Betriebsformen: Lagerlogistik vs. Kontraktlogistik
Die Halle im Gewerbegebiet ist nur die Hülle; entscheidend ist der Prozess darin.
Lagerlogistik (Warehousing) bezeichnet die Kernfunktionen: Warenannahme, Lagerung (z.B. Blocklager, Regallager), Kommissionierung (Zusammenstellung von Sendungen) und Warenausgang. Es ist ein eher transaktionales Geschäft.
Die Kontraktlogistik geht weit darüber hinaus. Sie ist eine strategische Partnerschaft, meist auf Basis langfristiger Verträge (3-5+ Jahre). Der Logistikdienstleister übernimmt nicht nur die Lagerung, sondern ganze Prozessketten für den Kunden (Outsourcing).
Frage: Welche Rolle spielen "Value Added Services" (VAS) in der Kontraktlogistik?
VAS sind der Kern der Kontraktlogistik und der Grund, warum spezielle Flächen (wie Mezzanine) in Logistikimmobilien so wichtig sind. Sie verwandeln ein Lager in eine "verlängerte Werkbank". Beispiele für VAS sind:
- Produktionsnahe Dienste: Vormontage von Baugruppen, Set-Bildung, Software-Aufspielung.
- Handelsnahe Dienste: Etikettierung (Preisauszeichnung), Konfektionierung (z.B. Bau von Verkaufsdisplays), Verpackung.
- After-Sales-Dienste: Retourenmanagement (Prüfung, Aufbereitung, Neuverpackung), Reparaturdienste.
Diese Prozesse erfordern oft mehr Personal und andere Flächenqualitäten (heller, sauberer, ESD-Schutz) als die reine Palettenlagerung.
Aktuelle Herausforderungen: Flächenmangel und ESG
Der Logistiksektor, insbesondere in den deutschen Top-Gewerbegebieten (z.B. Hamburg, Berlin, Rhein-Main, Ruhrgebiet), steht vor zwei großen Herausforderungen:
- Flächenknappheit: Der Flächenhunger der Logistik ist enorm (ca. 6-8 Mio. m² Neubau pro Jahr in Deutschland), aber die verfügbaren, als GI ausgewiesenen Grundstücke ("Greenfields") sind rar. Kommunen sind oft zurückhaltend bei der Neuausweisung, da Logistik als flächenintensiv, aber (im Vergleich zur Produktion) als arbeitsplatzarm und verkehrsintensiv gilt. Dies führt zu steigenden Mieten und einem Fokus auf Brownfield-Entwicklung (Revitalisierung alter Industriebrachen).
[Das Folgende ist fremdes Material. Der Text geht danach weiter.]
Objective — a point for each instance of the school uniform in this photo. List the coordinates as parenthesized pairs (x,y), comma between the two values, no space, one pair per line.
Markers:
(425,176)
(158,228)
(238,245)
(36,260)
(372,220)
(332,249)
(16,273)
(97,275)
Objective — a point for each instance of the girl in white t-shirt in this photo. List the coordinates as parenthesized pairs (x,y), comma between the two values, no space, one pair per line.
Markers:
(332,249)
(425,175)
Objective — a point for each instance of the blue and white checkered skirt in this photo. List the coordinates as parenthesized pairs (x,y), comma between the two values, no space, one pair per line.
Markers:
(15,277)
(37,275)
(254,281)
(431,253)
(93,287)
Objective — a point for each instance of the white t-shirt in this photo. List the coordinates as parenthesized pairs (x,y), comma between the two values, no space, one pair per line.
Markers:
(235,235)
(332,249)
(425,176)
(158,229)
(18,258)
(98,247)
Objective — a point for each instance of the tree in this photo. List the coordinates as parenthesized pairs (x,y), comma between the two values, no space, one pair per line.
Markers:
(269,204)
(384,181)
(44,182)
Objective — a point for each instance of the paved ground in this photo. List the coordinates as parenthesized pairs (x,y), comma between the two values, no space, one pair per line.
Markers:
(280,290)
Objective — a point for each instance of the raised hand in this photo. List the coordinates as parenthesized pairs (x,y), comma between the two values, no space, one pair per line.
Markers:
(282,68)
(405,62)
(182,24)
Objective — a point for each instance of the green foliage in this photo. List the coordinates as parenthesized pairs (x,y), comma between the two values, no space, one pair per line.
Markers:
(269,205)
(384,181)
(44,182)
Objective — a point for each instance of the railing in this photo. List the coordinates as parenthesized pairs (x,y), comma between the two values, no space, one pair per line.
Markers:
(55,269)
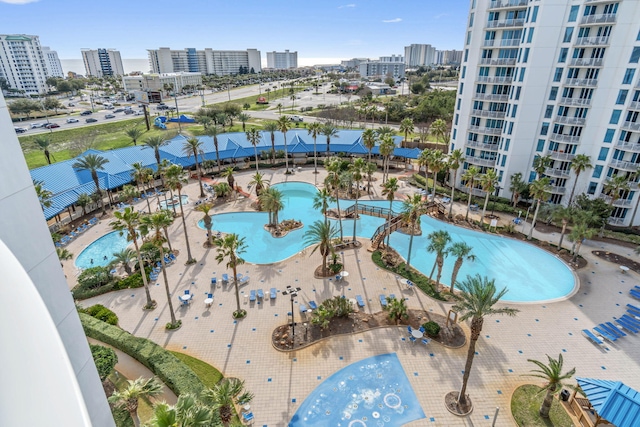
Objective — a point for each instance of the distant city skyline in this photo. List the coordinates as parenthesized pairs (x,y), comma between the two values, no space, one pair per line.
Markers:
(321,31)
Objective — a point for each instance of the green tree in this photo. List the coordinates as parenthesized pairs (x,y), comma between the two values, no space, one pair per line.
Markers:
(553,378)
(476,300)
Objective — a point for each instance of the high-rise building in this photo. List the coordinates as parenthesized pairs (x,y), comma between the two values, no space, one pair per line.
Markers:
(102,62)
(418,55)
(22,63)
(282,60)
(207,61)
(555,78)
(54,67)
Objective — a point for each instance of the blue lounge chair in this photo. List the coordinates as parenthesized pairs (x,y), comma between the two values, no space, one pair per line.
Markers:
(587,333)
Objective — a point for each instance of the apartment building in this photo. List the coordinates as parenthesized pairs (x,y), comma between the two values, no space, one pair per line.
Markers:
(553,78)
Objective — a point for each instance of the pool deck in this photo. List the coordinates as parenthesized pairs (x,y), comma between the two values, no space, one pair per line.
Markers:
(281,381)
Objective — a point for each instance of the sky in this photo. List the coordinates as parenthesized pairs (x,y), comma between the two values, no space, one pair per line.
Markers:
(321,31)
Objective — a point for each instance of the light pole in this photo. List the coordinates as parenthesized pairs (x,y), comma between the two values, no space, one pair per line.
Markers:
(293,292)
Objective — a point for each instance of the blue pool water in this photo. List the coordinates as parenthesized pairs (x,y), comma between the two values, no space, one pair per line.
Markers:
(98,249)
(529,273)
(372,392)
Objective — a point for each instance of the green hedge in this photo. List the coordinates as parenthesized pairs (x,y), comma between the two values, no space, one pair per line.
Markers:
(409,273)
(167,367)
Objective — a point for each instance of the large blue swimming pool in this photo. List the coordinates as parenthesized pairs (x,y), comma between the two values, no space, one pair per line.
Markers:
(529,273)
(372,392)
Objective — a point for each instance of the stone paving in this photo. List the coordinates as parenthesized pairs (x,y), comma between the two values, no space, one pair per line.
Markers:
(281,381)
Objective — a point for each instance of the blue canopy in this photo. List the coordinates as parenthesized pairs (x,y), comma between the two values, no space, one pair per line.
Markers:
(613,401)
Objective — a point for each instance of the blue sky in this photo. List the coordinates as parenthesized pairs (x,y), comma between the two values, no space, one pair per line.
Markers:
(320,30)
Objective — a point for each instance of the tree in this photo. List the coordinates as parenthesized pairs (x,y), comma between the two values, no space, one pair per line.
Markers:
(470,175)
(455,159)
(553,378)
(139,388)
(128,222)
(42,142)
(438,242)
(230,247)
(476,300)
(194,146)
(92,163)
(461,251)
(540,189)
(580,163)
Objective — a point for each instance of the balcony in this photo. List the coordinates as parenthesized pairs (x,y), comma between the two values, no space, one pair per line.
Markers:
(592,41)
(598,19)
(505,23)
(586,62)
(581,82)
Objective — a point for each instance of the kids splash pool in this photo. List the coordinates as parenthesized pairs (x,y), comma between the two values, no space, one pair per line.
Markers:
(530,274)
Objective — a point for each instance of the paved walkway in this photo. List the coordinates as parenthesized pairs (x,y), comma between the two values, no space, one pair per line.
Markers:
(281,381)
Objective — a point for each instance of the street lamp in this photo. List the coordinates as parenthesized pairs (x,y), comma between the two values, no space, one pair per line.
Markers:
(294,293)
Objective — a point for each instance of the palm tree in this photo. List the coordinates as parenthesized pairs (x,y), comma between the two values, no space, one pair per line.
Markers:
(284,126)
(230,247)
(155,223)
(411,211)
(314,130)
(175,181)
(194,146)
(92,163)
(489,180)
(187,412)
(322,235)
(136,389)
(477,298)
(461,251)
(540,189)
(580,163)
(253,136)
(470,175)
(43,143)
(406,127)
(272,127)
(553,378)
(455,159)
(439,240)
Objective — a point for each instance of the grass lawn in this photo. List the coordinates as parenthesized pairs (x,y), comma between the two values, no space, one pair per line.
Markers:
(525,404)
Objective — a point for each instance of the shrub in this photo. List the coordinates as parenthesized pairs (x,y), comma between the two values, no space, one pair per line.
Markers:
(174,373)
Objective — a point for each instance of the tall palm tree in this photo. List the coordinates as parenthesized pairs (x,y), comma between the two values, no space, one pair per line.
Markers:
(461,251)
(477,298)
(455,159)
(322,235)
(139,388)
(193,146)
(553,378)
(580,163)
(539,189)
(314,130)
(283,126)
(230,247)
(438,242)
(470,175)
(329,131)
(155,223)
(489,180)
(92,163)
(175,181)
(43,143)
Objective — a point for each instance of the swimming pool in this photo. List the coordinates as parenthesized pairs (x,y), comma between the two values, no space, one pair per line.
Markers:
(372,392)
(529,273)
(98,249)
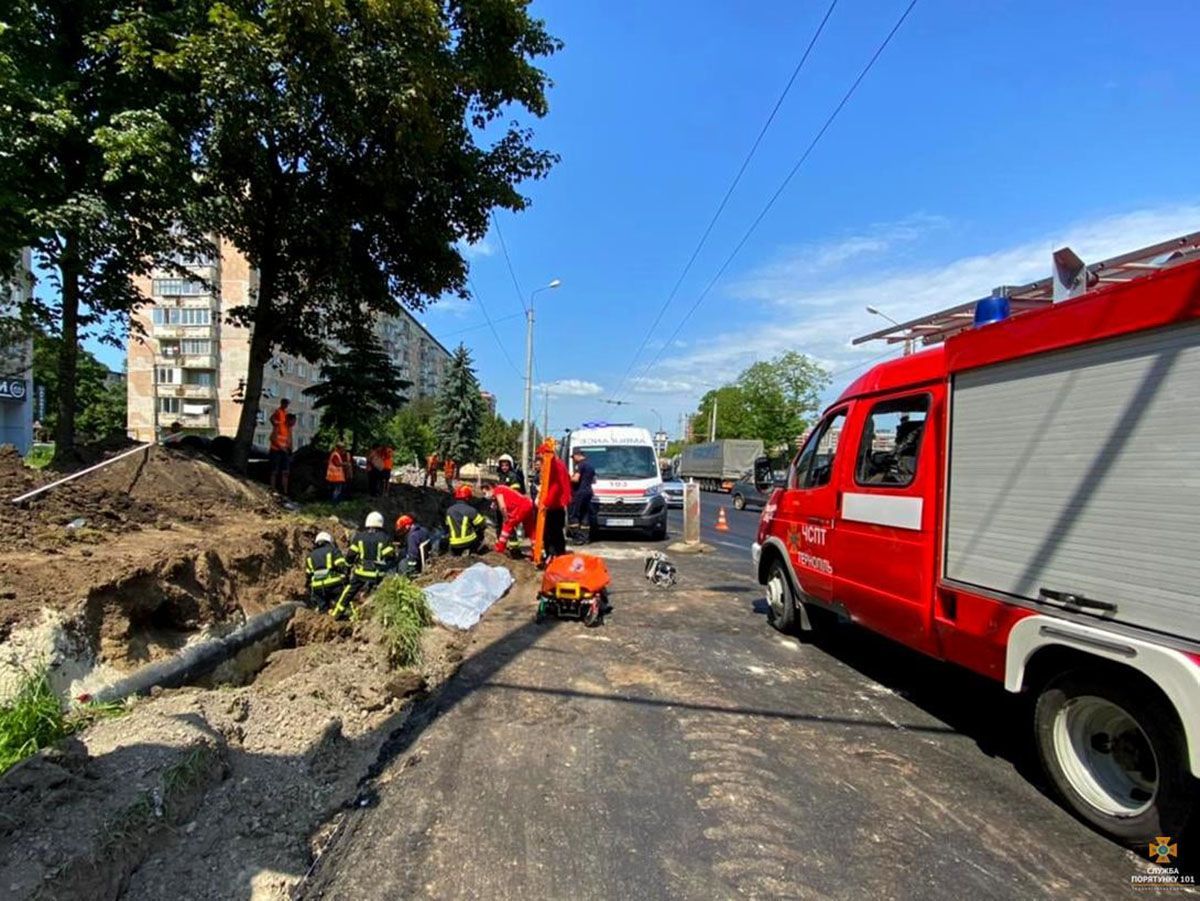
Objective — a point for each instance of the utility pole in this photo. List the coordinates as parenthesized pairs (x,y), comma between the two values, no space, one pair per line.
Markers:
(527,422)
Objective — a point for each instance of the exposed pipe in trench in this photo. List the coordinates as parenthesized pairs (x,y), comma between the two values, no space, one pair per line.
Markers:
(199,659)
- ESG (Environmental, Social, Governance): Nachhaltigkeit ist kein "Nice-to-have" mehr. Investoren, Mieter und Kommunen fordern klar definierte Standards. In der Logistikimmobilie bedeutet das:
- Umwelt (E): DGNB- oder BREEAM-Zertifizierungen, PV-Anlagen auf den Dächern (Statik muss dies zulassen!), E-Ladesäulen (für PKW und zunehmend für LKW), Wärmepumpen statt Gas-Dunkelstrahler, Regenwassernutzung und Biodiversität auf den Außenflächen.
- Soziales (S): Hohe Qualität der Sozial- und Büroräume, gute Anbindung an den ÖPNV für Mitarbeiter, Arbeitssicherheit.
- Governance (G): Transparente Lieferketten und Gebäudemanagement.
Die Zukunftsfähigkeit eines Gewerbegebiets als Logistikstandort hängt heute maßgeblich davon ab, wie es die Balance zwischen ökonomischer Effizienz (24/7-Betrieb) und ökologischer Verantwortung (ESG) meistert.